The evidence at trial demonstrated that the foster placement provided this kind of environment. Dr. Francis Kelly, a psychologist, testified that Kathleen had made a "good adjustment" to this placement, which offered the benefits of a structured routine with realistic expectations where Kathleen and the foster parents were "very at ease" and "comfortable." The foster mother, who had been Kathleen's first grade teacher, provided even more specific detail about Kathleen's progress in her home. Though problem areas remain, Kathleen, who was roughly seven and one-half years old at the time she came to live with the foster mother, learned how to eat with a fork instead of her hands, stopped sleeping in her school uniform and began changing into pajamas, and finally began to bathe herself, progressing from baths to showers. The foster mother has attempted to integrate bathroom use in Kathleen's morning routine despite Kathleen's unexplained aversion to bathrooms. Kathleen has also become more comfortable doing certain activities on her own in the foster home, including dressing and bathing herself; she previously needed constant reassurance of the foster parents' presence. There was also evidence that Kathleen was thriving academically (consistent with findings that she is highly intelligent), has increased physical endurance, and has become more socially outgoing.

The mother's contention that the judge paid inadequate attention to Kathleen's desires is unavailing.

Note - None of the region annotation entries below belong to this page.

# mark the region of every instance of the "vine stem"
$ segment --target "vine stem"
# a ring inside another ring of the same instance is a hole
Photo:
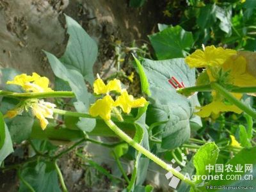
[[[191,94],[191,93],[196,92],[211,92],[213,88],[212,86],[212,83],[211,83],[211,84],[208,84],[198,85],[198,86],[190,86],[188,88],[179,88],[177,90],[177,92],[180,94],[184,94],[185,95],[189,95]],[[237,87],[237,86],[230,86],[230,88],[228,88],[228,91],[229,92],[241,93],[256,93],[256,86]]]
[[[125,141],[128,143],[130,145],[133,147],[135,149],[136,149],[138,152],[141,152],[146,157],[157,163],[158,165],[165,169],[166,170],[171,172],[177,177],[180,179],[180,180],[184,180],[185,182],[191,185],[193,187],[195,187],[195,184],[194,182],[191,180],[190,179],[186,178],[183,174],[180,172],[176,171],[174,168],[173,168],[170,164],[168,164],[166,163],[163,161],[162,159],[159,159],[154,154],[151,153],[150,151],[147,150],[143,147],[140,145],[139,143],[135,142],[131,138],[130,138],[128,135],[127,135],[124,132],[123,132],[119,127],[114,124],[111,120],[105,120],[106,124],[115,133]]]
[[[252,118],[256,119],[256,112],[253,111],[249,107],[244,104],[240,100],[237,100],[235,97],[234,97],[231,93],[228,92],[225,88],[221,85],[216,82],[212,82],[211,83],[211,87],[216,91],[219,92],[223,96],[225,97],[230,102],[236,105],[240,109],[243,110],[248,115],[251,116]]]
[[[0,90],[0,95],[17,99],[36,99],[46,97],[75,97],[72,92],[50,92],[43,93],[14,93]]]
[[[59,175],[60,184],[61,185],[62,189],[63,189],[63,191],[64,192],[68,192],[68,191],[67,189],[66,185],[65,184],[64,179],[63,179],[63,177],[62,175],[59,166],[58,166],[57,160],[54,161],[54,166],[55,166],[55,168],[56,168],[56,170],[57,171],[58,175]]]

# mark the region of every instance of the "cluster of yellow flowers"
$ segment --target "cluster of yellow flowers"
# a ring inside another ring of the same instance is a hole
[[[120,94],[115,100],[109,94],[111,91]],[[128,94],[126,89],[122,89],[121,81],[116,79],[105,84],[98,76],[98,79],[93,83],[93,92],[97,95],[106,95],[91,106],[89,113],[93,116],[100,116],[106,120],[110,120],[111,111],[116,107],[120,107],[124,113],[129,113],[131,108],[143,107],[147,103],[143,97],[134,99],[132,95]]]
[[[213,45],[203,47],[204,50],[196,50],[194,53],[186,58],[185,61],[190,67],[205,67],[205,70],[200,76],[202,82],[219,82],[224,85],[232,85],[245,87],[256,86],[255,63],[253,58],[256,53],[251,52],[239,52],[229,49],[215,47]],[[254,65],[254,68],[252,67]],[[205,76],[206,75],[206,76]],[[198,79],[200,79],[200,77]],[[232,93],[237,99],[243,95]],[[218,115],[220,112],[233,111],[241,113],[242,111],[234,104],[229,104],[225,98],[213,91],[212,102],[205,106],[199,108],[196,114],[201,117],[211,115]]]
[[[6,84],[13,84],[20,86],[26,92],[53,92],[49,88],[49,81],[45,77],[41,77],[36,73],[32,76],[22,74],[14,77],[13,81],[9,81]],[[40,121],[42,129],[45,129],[48,124],[46,118],[52,118],[53,109],[56,105],[44,100],[37,99],[28,99],[22,101],[14,109],[7,111],[5,116],[13,118],[20,115],[24,110],[32,109],[32,113]]]

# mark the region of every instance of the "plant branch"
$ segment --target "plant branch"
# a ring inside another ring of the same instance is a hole
[[[58,175],[59,175],[60,184],[61,185],[62,189],[63,189],[64,192],[68,192],[68,189],[67,189],[66,185],[65,184],[63,176],[62,175],[61,172],[58,166],[57,160],[54,161],[54,166],[55,169],[57,171]]]
[[[46,97],[75,97],[75,94],[72,92],[50,92],[43,93],[14,93],[0,90],[0,95],[17,99],[36,99]]]
[[[223,96],[225,97],[230,102],[236,105],[240,109],[243,110],[248,115],[250,115],[252,118],[256,119],[256,112],[253,111],[251,108],[244,104],[242,102],[237,100],[231,93],[230,93],[225,88],[221,86],[220,84],[216,82],[211,83],[211,86],[216,91],[219,92]]]
[[[159,159],[154,154],[151,153],[150,151],[140,145],[139,143],[134,141],[131,138],[130,138],[124,132],[120,129],[119,127],[117,127],[116,125],[115,124],[114,122],[112,122],[111,120],[105,120],[105,122],[108,125],[108,127],[116,134],[116,135],[118,135],[122,140],[128,143],[130,145],[133,147],[138,152],[141,152],[146,157],[150,159],[152,161],[157,163],[158,165],[165,169],[166,170],[170,172],[180,180],[184,180],[185,182],[192,186],[193,187],[195,186],[193,181],[186,178],[183,174],[173,169],[171,166],[163,161],[162,159]]]

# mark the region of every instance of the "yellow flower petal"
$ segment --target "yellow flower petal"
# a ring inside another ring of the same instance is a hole
[[[107,92],[107,87],[102,79],[97,79],[93,83],[93,92],[96,94],[104,94]]]
[[[132,108],[143,107],[147,101],[143,97],[134,99],[133,96],[128,95],[127,91],[124,90],[121,95],[118,96],[115,102],[115,106],[120,106],[124,112],[129,113]]]
[[[240,143],[238,143],[238,141],[236,140],[236,138],[234,136],[230,135],[230,138],[231,138],[231,143],[230,143],[231,146],[242,148],[242,147],[241,147]]]
[[[104,120],[110,120],[113,104],[114,100],[112,97],[107,95],[102,99],[98,99],[91,106],[89,113],[93,116],[100,116]]]
[[[128,79],[130,80],[131,83],[133,82],[133,79],[134,78],[134,73],[132,72],[131,75],[128,76]]]
[[[33,72],[32,76],[22,74],[14,77],[13,81],[8,81],[6,84],[14,84],[20,86],[26,92],[52,92],[49,88],[49,81],[45,77],[41,77]]]
[[[235,50],[222,47],[216,48],[214,45],[207,46],[205,51],[196,50],[185,61],[190,67],[204,67],[207,65],[218,66],[224,63],[227,58],[235,55]]]
[[[119,79],[114,79],[107,84],[107,92],[116,91],[120,93],[122,90],[121,81]]]
[[[111,91],[120,93],[121,90],[121,81],[116,79],[110,81],[107,85],[100,78],[98,78],[93,83],[93,92],[97,95],[106,94]]]
[[[239,114],[243,112],[235,105],[226,105],[224,102],[219,100],[213,101],[206,106],[198,108],[198,109],[200,109],[200,111],[195,113],[201,117],[209,116],[212,113],[216,115],[220,112],[233,111]]]

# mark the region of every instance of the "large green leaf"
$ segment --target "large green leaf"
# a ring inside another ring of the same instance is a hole
[[[168,82],[172,76],[186,86],[194,86],[195,70],[189,68],[182,58],[163,61],[145,60],[144,70],[148,78],[152,106],[147,113],[149,124],[168,121],[160,126],[162,143],[166,149],[173,149],[183,144],[190,136],[189,119],[202,125],[193,115],[195,106],[199,106],[196,95],[187,98],[177,93]]]
[[[6,114],[7,111],[13,109],[19,101],[12,98],[4,97],[0,105],[0,111]],[[22,113],[14,118],[5,119],[12,142],[20,143],[29,138],[31,132],[34,117],[29,113]]]
[[[60,60],[67,68],[79,72],[92,84],[94,80],[92,67],[98,54],[96,42],[76,20],[66,15],[65,18],[69,38]]]
[[[220,28],[229,34],[231,34],[232,32],[231,16],[232,8],[230,6],[225,9],[218,6],[216,6],[216,17],[220,20]]]
[[[207,143],[202,146],[194,156],[193,163],[197,175],[207,175],[209,172],[207,166],[214,166],[218,159],[220,150],[214,142]],[[200,183],[202,178],[196,180]]]
[[[2,161],[13,152],[9,130],[5,125],[3,115],[0,113],[0,166]]]
[[[77,102],[74,103],[76,109],[80,113],[88,113],[92,95],[87,91],[83,76],[77,70],[68,69],[53,54],[45,51],[51,67],[58,77],[68,83],[72,91],[75,93]],[[95,125],[92,118],[80,118],[77,126],[84,131],[91,131]]]
[[[36,192],[61,191],[57,172],[52,162],[37,162],[27,164],[21,170],[20,176]],[[28,191],[28,187],[20,182],[19,191]]]
[[[192,33],[180,26],[170,26],[149,35],[148,38],[158,60],[167,60],[186,56],[193,44]]]

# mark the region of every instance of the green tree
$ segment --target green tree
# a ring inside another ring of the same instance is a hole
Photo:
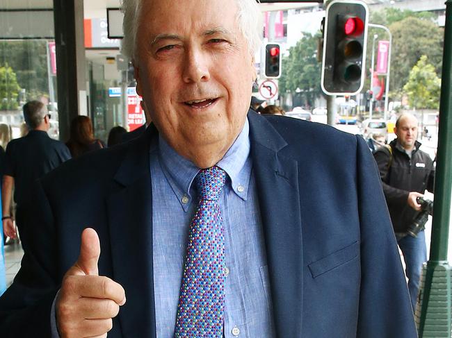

Although some of the reports in the record indicate that at one point Kathleen may have expressed a preference to live with the sister in Montana, her then-current therapist, who discussed the matter with Kathleen in anticipation of trial after a guardian ad litem waived the therapeutic privilege, testified that Kathleen had indicated in no uncertain terms that she was not going to state what she wanted in terms of adoption plans and that she did not want her opinion to have any influence on the trial because she did not want to hurt anyone and did not want to make the wrong decision. Kathleen's counsel represented that Kathleen's position was that she wanted the judge to decide. It is also worth noting that, at the time of trial, Kathleen was not yet at an age where her consent to adoption was required. See G. L. c. 210, § 2. Moreover, Kathleen's opinion, if she had been willing to share it, would not have been "decisive" or "outcome determinative." Adoption of Nancy, 443 Mass. at 518.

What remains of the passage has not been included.